Quand le thermomètre grimpe, chiens et chats partent avec un handicap. Contrairement à l’être humain, ils transpirent très peu. Le chien évacue surtout sa chaleur en haletant, tandis que le chat mise sur le léchage de son pelage, dont l’évaporation produit un effet rafraîchissant.
Ces mécanismes fonctionnent jusqu’à un certain seuil. Lors d’épisodes de forte chaleur, ils deviennent beaucoup moins efficaces. La question n’est donc pas seulement de savoir s’il fait plus chaud qu’avant, mais si les températures dépassent plus souvent les capacités naturelles de thermorégulation des animaux. Or les vagues de chaleur sont aujourd’hui plus fréquentes, plus longues et plus intenses qu’il y a quelques décennies.

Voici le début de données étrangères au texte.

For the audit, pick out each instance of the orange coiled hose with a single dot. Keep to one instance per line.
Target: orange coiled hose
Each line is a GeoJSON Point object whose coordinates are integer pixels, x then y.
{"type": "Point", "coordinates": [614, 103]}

Le vrai changement est parfois dans notre salon
Un phénomène moins connu inquiète les vétérinaires : la vulnérabilité croissante de certaines races sélectionnées pour leur apparence. Les chiens brachycéphales, comme le bouledogue français ou le carlin, possèdent des voies respiratoires raccourcies qui limitent l’efficacité du halètement. Leur principal système de refroidissement est donc moins performant.
Une étude britannique menée sur plus de 900 cas de coups de chaleur chez le chien a montré que ces races figuraient parmi les plus exposées. Les chiens âgés, obèses ou souffrant de maladies cardiaques présentent également un risque accru.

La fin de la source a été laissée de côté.